Reputation: 4137
What are the advantages of using the new LAG and LEAD functions in SQL Server 2012?
Is it simply a matter of easier to write ans simpler to debug queries or is there also a performance improvement?
This is important for me, since we require this type of functionality very often and I need to know if we should recommend an upgrade in the near future.
If it's only easier queries, it wont be worth the hassle (and costs) of upgrading.
Upvotes: 4
Views: 7984
Reputation: 1598
To demonstrate a difference in the execution plan, I've used the winning solution from Dave's SQL Authority blog:
;WITH T1
AS (SELECT row_number() OVER (ORDER BY SalesOrderDetailID) N
, s.SalesOrderID
, s.SalesOrderDetailID
FROM
TempDB.dbo.LAG s
WHERE
SalesOrderID IN (20120303, 20120515, 20120824, 20121031))
SELECT SalesOrderID
, SalesOrderDetailID AS CurrentSalesOrderDetailID
/* , CASE
WHEN N % 2 = 1 THEN
max(CASE
WHEN N % 2 = 0 THEN
SalesOrderDetailID
END) OVER (PARTITION BY (N + 1) / 2)
ELSE
max(CASE
WHEN N % 2 = 1 THEN
SalesOrderDetailID
END) OVER (PARTITION BY N / 2)
END LeadVal */
, CASE
WHEN N % 2 = 1 THEN
max(CASE
WHEN N % 2 = 0 THEN
SalesOrderDetailID
END) OVER (PARTITION BY N / 2)
ELSE
max(CASE
WHEN N % 2 = 1 THEN
SalesOrderDetailID
END) OVER (PARTITION BY (N + 1) / 2)
END PreviousSalesOrderDetailID
FROM
T1
ORDER BY
SalesOrderID
, SalesOrderDetailID;
SELECT SalesOrderID
, SalesOrderDetailID AS CurrentSalesOrderDetailID
, LAG(SalesOrderDetailID, 1, 0) OVER (ORDER BY SalesOrderID, SalesOrderDetailID) AS PreviousSalesOrderDetailID
FROM TempDB.dbo.LAG
WHERE SalesOrderID IN (20120303, 20120515, 20120824, 20121031);
Warning: Null value is eliminated by an aggregate or other SET operation.
(10204 row(s) affected)
Table 'Worktable'. Scan count 6, logical reads 81638, physical reads 0, read-ahead reads 0, lob logical reads 0, lob physical reads 0, lob read-ahead reads 0.

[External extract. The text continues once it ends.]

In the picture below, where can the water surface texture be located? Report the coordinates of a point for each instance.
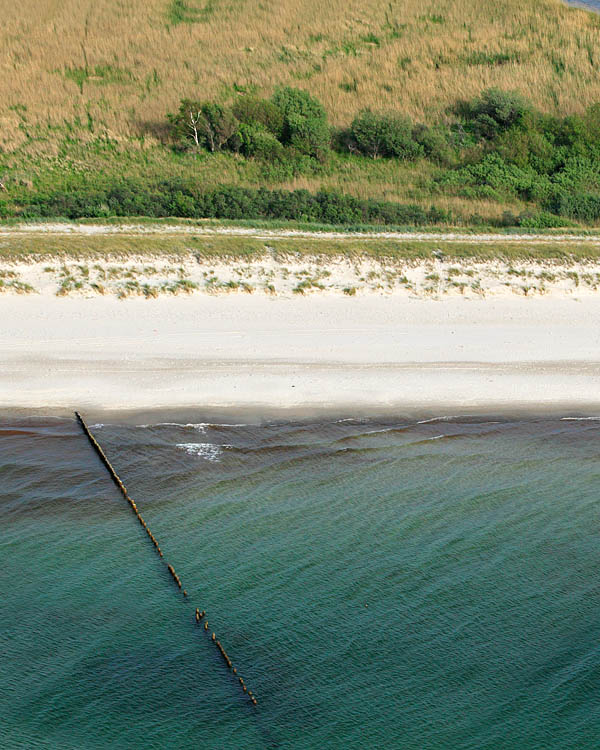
(378, 583)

Table 'LAG'. Scan count 4, logical reads 48, physical reads 0, read-ahead reads 0, lob logical reads 0, lob physical reads 0, lob read-ahead reads 0.
SQL Server Execution Times: CPU time = 297 ms, elapsed time = 332 ms.
--- versus ---
(10204 row(s) affected)
Table 'Worktable'. Scan count 0, logical reads 0, physical reads 0, read-ahead reads 0, lob logical reads 0, lob physical reads 0, lob read-ahead reads 0.

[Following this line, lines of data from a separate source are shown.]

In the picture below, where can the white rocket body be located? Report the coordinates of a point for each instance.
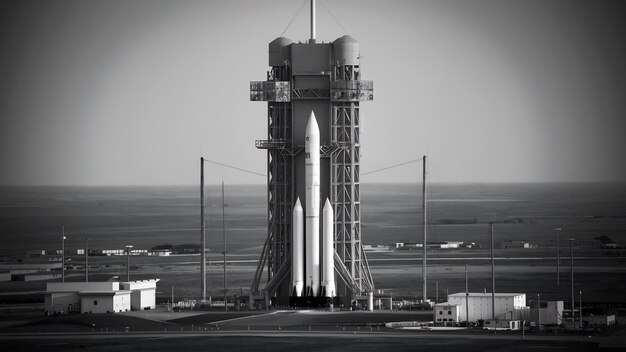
(312, 209)
(328, 251)
(297, 250)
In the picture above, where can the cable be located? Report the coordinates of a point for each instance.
(236, 168)
(390, 167)
(294, 17)
(333, 16)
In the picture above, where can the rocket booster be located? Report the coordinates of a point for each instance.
(328, 251)
(312, 211)
(305, 267)
(297, 251)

Table 'LAG'. Scan count 4, logical reads 48, physical reads 0, read-ahead reads 0, lob logical reads 0, lob physical reads 0, lob read-ahead reads 0.
SQL Server Execution Times: CPU time = 78 ms, elapsed time = 113 ms.

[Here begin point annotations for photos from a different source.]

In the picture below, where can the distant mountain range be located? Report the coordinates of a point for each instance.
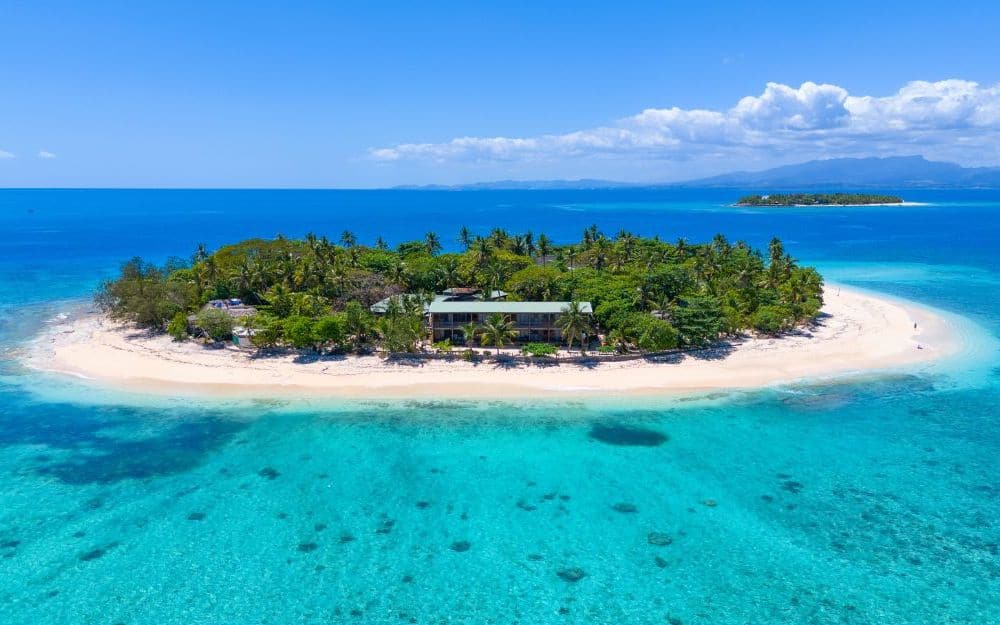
(894, 172)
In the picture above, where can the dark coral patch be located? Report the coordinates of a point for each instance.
(627, 436)
(572, 574)
(792, 486)
(269, 473)
(93, 554)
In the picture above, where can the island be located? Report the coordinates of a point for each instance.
(504, 315)
(818, 199)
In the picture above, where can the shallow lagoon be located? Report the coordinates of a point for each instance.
(869, 501)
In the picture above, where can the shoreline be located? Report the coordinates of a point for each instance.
(858, 333)
(830, 205)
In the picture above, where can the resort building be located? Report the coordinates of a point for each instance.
(456, 294)
(533, 321)
(234, 306)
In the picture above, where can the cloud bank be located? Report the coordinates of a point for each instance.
(949, 119)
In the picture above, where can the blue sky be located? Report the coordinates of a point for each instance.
(321, 95)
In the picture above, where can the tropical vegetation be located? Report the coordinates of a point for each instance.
(647, 294)
(817, 199)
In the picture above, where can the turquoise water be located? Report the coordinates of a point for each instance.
(872, 501)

Next to being way more elegant, it consumes much less resources.
Here's the comparison of graphical execution plans:
Execution plans show one clear winner in this specific case. Dave's page has many possible different ways to get LEAD/LAG functionality. Maybe some of them would beat the SQL Server's internal solution. Or, maybe not.
Upvotes: 5
Reputation: 122609
I can't comment much on MS SQL Server 2012, but from a PostgreSQL point of view, these functions have been available since version 8.4.
In general, they're very convenient to detect change (typically, in a time series, in conjunction with ORDER BY
). Typically:
WITH shifted_timeseries AS (
SELECT event_time,
value,
LAG(value) OVER (ORDER BY event_time) AS lagged_value
FROM timeseries
)
SELECT event_time AS change_time, value AS new_value
FROM shifted_timeseries
WHERE value != lagged_value;
For this sort of thing, in terms of clarity alone, they're worth it (although that's possibly subjective).
For more complex operations, for example, if you want time periods of consecutive values, this answer is a very solution elegant solution to this problem. It appears to work just fine in SQL Server 2012 according to this SQLFiddle.
These two blog entries also show a comparison between using LEAD/LAG and doing the same query without:
(It would be interesting to compare the execution plans.)
Upvotes: 3